BREAKING NEWS

Tragedi Rajamerahe 1949: Kisah Gugurnya Panglima Aman Dimot dari Gayo di Tanah Karo



KARO– Nama Aman Dimot atau Abu Bakar tercatat sebagai salah satu pejuang Gayo yang gugur dalam perjuangan mempertahankan kemerdekaan. 

Ia dikenal masyarakat sebagai panglima yang gigih melawan pasukan Belanda di wilayah Tanah Karo, Sumatera Utara, hingga menghembuskan napas terakhir pada 30 Juli 1949.

Peristiwa itu terjadi di Rajamerahe, Desa Sukaramai, Kecamatan Berastagi. Saat itu pasukan gabungan Barisan Gerilya Rakyat (Bagura) dan Mujahidin asal Aceh Tengah yang dipimpin Teungku Ilyas Leube berjumlah sekitar 45 orang melakukan pengintaian terhadap konvoi Belanda yang terdiri dari 25 truk dan 2 tank.

Menurut catatan pejuang yang selamat, pada siang hari pasukan melakukan serangan mendadak. Aman Dimot yang berada di garis depan memimpin penyerangan menggunakan kelewang dan senapan. 

Saat situasi semakin terdesak karena kalah jumlah dan persenjataan, Komandan Ilyas Leube memerintahkan mundur. Aman Dimot memilih bertahan bersama dua rekannya, Pang Ali Rema dan Pang Edem. Dalam kontak tembak jarak dekat, Pang Ali Rema dan Pang Edem gugur.
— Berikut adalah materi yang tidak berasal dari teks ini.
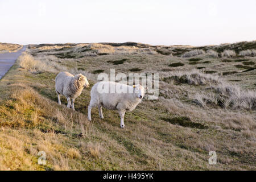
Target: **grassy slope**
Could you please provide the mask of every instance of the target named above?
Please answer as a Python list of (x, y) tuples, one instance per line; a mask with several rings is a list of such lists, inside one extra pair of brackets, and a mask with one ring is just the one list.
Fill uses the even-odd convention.
[[(107, 62), (122, 59), (128, 59), (124, 66)], [(146, 69), (144, 63), (156, 59), (163, 63), (159, 69), (177, 61), (163, 55), (105, 55), (82, 59), (75, 66), (89, 72), (102, 69), (106, 72), (114, 67), (116, 72), (126, 73), (134, 67)], [(73, 61), (64, 60), (62, 64), (71, 68)], [(207, 117), (204, 118), (196, 116), (202, 110), (199, 107), (175, 110), (172, 105), (167, 109), (161, 101), (144, 100), (126, 114), (126, 127), (121, 129), (115, 111), (103, 109), (102, 120), (94, 109), (93, 121), (87, 121), (90, 88), (76, 100), (76, 111), (65, 107), (64, 97), (63, 105), (59, 106), (52, 81), (55, 76), (47, 72), (32, 74), (15, 64), (0, 81), (0, 169), (255, 169), (253, 138), (221, 122), (213, 122), (214, 117), (221, 117), (221, 109), (205, 109)], [(92, 86), (93, 81), (89, 82)], [(200, 89), (186, 85), (176, 89)], [(180, 98), (185, 104), (189, 101), (185, 97)], [(184, 115), (192, 110), (195, 113), (189, 121)], [(227, 115), (234, 114), (230, 112), (226, 111)], [(168, 120), (174, 118), (176, 120)], [(46, 152), (46, 166), (37, 164), (40, 150)], [(208, 164), (210, 150), (217, 152), (216, 166)]]

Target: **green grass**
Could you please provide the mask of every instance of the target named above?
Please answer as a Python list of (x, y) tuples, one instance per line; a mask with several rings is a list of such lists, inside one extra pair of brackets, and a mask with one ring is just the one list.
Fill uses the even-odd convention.
[(142, 69), (138, 68), (131, 68), (129, 69), (131, 72), (139, 72), (142, 71)]
[(127, 59), (122, 59), (121, 60), (117, 60), (117, 61), (108, 61), (107, 62), (110, 63), (113, 63), (113, 64), (114, 64), (114, 65), (118, 65), (118, 64), (123, 64), (123, 63), (125, 63), (127, 60)]
[(93, 71), (92, 73), (93, 74), (98, 74), (98, 73), (103, 73), (104, 72), (104, 69), (97, 69), (97, 70), (94, 70), (94, 71)]
[(191, 58), (191, 59), (189, 59), (188, 60), (189, 61), (200, 61), (201, 60), (202, 60), (202, 59), (201, 59), (201, 58)]
[(237, 73), (237, 72), (236, 71), (229, 71), (229, 72), (224, 72), (222, 73), (222, 75), (225, 76), (225, 75), (232, 75), (232, 74), (234, 74)]
[(173, 125), (178, 125), (184, 127), (196, 128), (198, 129), (206, 129), (208, 127), (200, 123), (193, 122), (189, 118), (187, 117), (176, 117), (170, 118), (161, 118), (165, 121), (168, 122)]
[(249, 69), (252, 68), (251, 67), (247, 67), (247, 66), (244, 66), (244, 65), (241, 65), (241, 64), (236, 65), (235, 67), (236, 67), (236, 68), (240, 68), (240, 69)]
[(254, 65), (254, 62), (253, 62), (253, 61), (246, 61), (246, 62), (243, 62), (242, 63), (243, 63), (243, 64), (246, 65)]
[(170, 67), (183, 67), (184, 64), (182, 63), (174, 63), (168, 65)]
[(196, 67), (196, 69), (205, 69), (205, 67)]
[(204, 71), (204, 72), (207, 74), (212, 74), (212, 73), (217, 73), (217, 71), (212, 71), (212, 70), (207, 70), (207, 71)]

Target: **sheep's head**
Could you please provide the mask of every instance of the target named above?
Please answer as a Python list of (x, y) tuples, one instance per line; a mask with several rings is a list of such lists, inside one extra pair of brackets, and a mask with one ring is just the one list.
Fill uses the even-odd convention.
[(75, 79), (77, 80), (77, 82), (80, 86), (85, 86), (88, 88), (90, 86), (90, 84), (87, 80), (86, 77), (84, 76), (82, 74), (78, 74), (76, 75)]
[(141, 85), (133, 85), (133, 93), (135, 94), (136, 97), (142, 99), (145, 96), (145, 90), (147, 89), (147, 88), (144, 88)]

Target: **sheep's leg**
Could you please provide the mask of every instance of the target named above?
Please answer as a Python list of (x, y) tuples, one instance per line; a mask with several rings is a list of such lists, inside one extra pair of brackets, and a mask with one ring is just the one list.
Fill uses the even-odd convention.
[(92, 116), (90, 115), (90, 111), (92, 110), (92, 106), (90, 106), (90, 104), (88, 106), (88, 113), (87, 115), (87, 118), (89, 121), (92, 121)]
[(68, 107), (68, 109), (69, 109), (69, 108), (70, 108), (70, 106), (71, 106), (71, 102), (70, 102), (70, 98), (69, 98), (69, 97), (68, 97), (68, 98), (67, 98), (67, 100), (68, 101), (68, 105), (67, 105), (67, 107)]
[(73, 98), (72, 100), (72, 107), (73, 110), (75, 110), (75, 98)]
[(125, 113), (125, 106), (122, 103), (119, 103), (117, 105), (117, 109), (118, 110), (119, 115), (121, 118), (120, 127), (122, 128), (125, 127), (125, 122), (123, 121)]
[(60, 101), (60, 94), (57, 94), (58, 95), (58, 101), (59, 101), (59, 105), (61, 105), (61, 102)]
[(121, 122), (120, 122), (120, 127), (121, 128), (125, 127), (125, 122), (124, 122), (124, 118), (125, 118), (125, 110), (118, 110), (119, 115), (120, 116), (121, 118)]
[(100, 117), (101, 119), (104, 118), (104, 117), (103, 117), (103, 114), (102, 114), (102, 107), (99, 105), (98, 106), (98, 113), (100, 114)]

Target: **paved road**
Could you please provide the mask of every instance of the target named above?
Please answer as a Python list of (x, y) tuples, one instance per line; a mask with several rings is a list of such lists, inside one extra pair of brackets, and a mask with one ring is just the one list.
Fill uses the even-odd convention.
[(20, 50), (16, 52), (0, 53), (0, 79), (6, 73), (15, 63), (18, 57), (26, 50), (26, 46), (24, 46)]

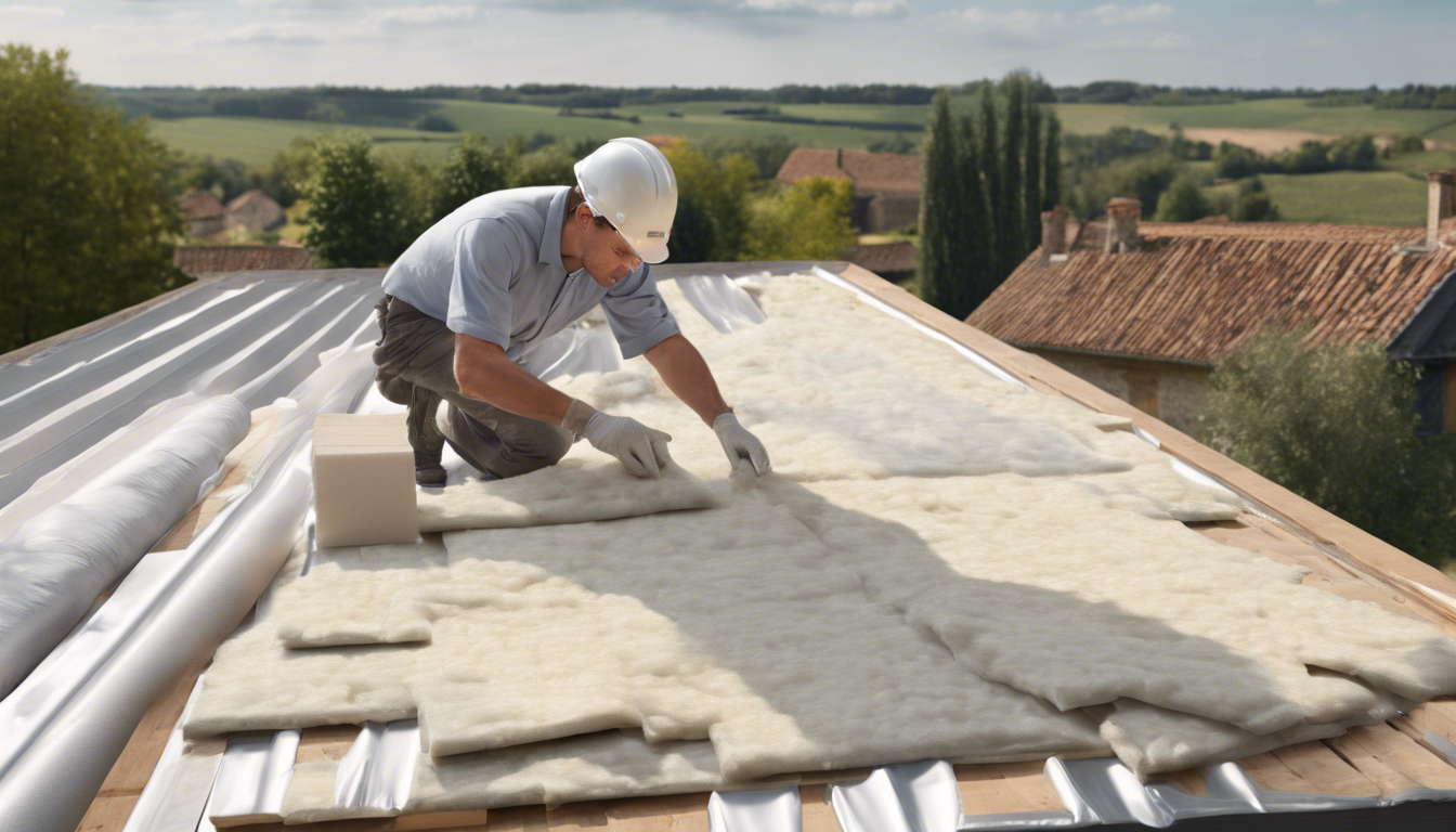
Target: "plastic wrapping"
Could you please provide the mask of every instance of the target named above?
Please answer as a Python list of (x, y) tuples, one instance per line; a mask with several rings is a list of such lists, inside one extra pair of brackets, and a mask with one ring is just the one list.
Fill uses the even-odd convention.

Aman Dimot tetap melawan seorang diri hingga akhirnya tertangkap pasukan Belanda dalam keadaan kelelahan.


Versi lisan yang berkembang di masyarakat menyebutkan, karena tidak dapat dilumpuhkan dengan tembakan, serdadu Belanda melakukan tindakan keji terhadap Aman Dimot. Tubuhnya kemudian dilindas tank Belanda hingga meninggal dunia.

Aman Dimot syahid pada 30 Juli 1949. Jenazahnya awalnya dimakamkan di Rajamerahe. Kini kerangkanya telah dipindahkan ke Taman Makam Pahlawan Kabanjahe, Sumatera Utara.

Hingga kini masyarakat Aceh, khususnya dataran tinggi Gayo, terus mengusulkan agar Aman Dimot dianugerahi gelar Pahlawan Nasional. 

Kisahnya menjadi simbol keberanian rakyat dalam mempertahankan kemerdekaan, meski harus berhadapan dengan kekuatan militer yang jauh lebih besar.

Perjuangan Aman Dimot mengingatkan bahwa kemerdekaan Indonesia ditebus dengan pengorbanan besar para pejuang daerah yang namanya belum semua tercatat dalam sejarah resmi.

Sumber:  Catatan sejarah lisan pejuang Bagura.